# How To Go From Bleach Blonde to Mixed Browns ?



## clubenvy. (Apr 6, 2009)

I have had bleached white blonde hair for probably 5 yrs now, but what I`ve always wanted is to have brown lowlights, even better if they`d be in various shades. However, every stylist I`ve gone to has stated that the lowlights will not stick to my healthy albeit bleach blonde strands.. that it will wash out super fast. Why would this be ? I don`t want to look washed out anymore, my dream color would be-


----------



## KarlaKayM (Apr 9, 2009)

Hey there.....very pretty picture.

I have several clients who have been doing heavy highlights for years and when they want low lights or and wantin to go back to their natural it is not easy and it's a long process....it sometime takes 6 months or more for the low lights to stick in the hair again.

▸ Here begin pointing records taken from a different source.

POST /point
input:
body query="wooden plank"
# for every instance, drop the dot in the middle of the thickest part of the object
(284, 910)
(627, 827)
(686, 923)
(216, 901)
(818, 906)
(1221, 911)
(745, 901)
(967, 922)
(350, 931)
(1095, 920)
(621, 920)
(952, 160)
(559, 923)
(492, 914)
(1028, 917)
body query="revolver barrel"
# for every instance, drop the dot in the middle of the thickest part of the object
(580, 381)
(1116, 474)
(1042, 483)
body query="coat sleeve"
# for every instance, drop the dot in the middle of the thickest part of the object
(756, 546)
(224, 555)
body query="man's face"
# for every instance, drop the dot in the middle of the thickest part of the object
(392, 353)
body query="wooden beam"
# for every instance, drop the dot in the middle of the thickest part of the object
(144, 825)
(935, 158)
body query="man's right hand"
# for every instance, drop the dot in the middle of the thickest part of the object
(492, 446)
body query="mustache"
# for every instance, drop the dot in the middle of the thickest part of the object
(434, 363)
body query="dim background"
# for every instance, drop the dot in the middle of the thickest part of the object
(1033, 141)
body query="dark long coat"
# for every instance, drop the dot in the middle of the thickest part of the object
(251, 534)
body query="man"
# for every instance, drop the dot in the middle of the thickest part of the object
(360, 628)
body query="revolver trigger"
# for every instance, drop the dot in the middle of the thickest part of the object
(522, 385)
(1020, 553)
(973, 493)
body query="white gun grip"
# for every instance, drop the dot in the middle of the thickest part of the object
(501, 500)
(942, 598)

With highlighting you have subtracted most or all of the pigment out of the hair, it's kinda like a glass with a crack in it....for awhile the water stays in but eventually it leaks out. You can have the sections with the low lights filled or re-pigmented first before the low light color goes on but it still will not guarantee staying power. You have a week or two before color starts to fade out.

I'm sorry that there is no easy solution. I just had this conversation with a 15 year old girl in my chair last night....we did do low lights again for the second time but she knows they won't stay in long. A couple of  other solutions is to cut off as much as possible  and grow out the damaged parts while low lighting it won't take as long....OR get some different colors of brown low light extension pieces put in....(but that can be VERY expensive) I hope this helped a bit....if you have any other questions feel free to message me.....

Karla


----------



## clubenvy. (Apr 10, 2009)

thanks so so much for replying, i really appreciate it as there have been loads of views but no comments ! <3


----------



## Jessica0984 (May 17, 2009)

It can take six months to a year for them to look good but unfortunately they still don't last as long as you would like. They have to be redone everytime and a filler is a must everytime they add the color. I had platinum blonde hair and even with a filler and coloring it a level 4 it still washed out to a medium dirty blonde color for six months. It isn't going to be easy and you will start to question yourself if you really want to keep it up. I know I had my lowlights done every 4 weeks. Some of my clients come every three. It is frustrating. I honestly don't know if I would ever go all over blonde again.


----------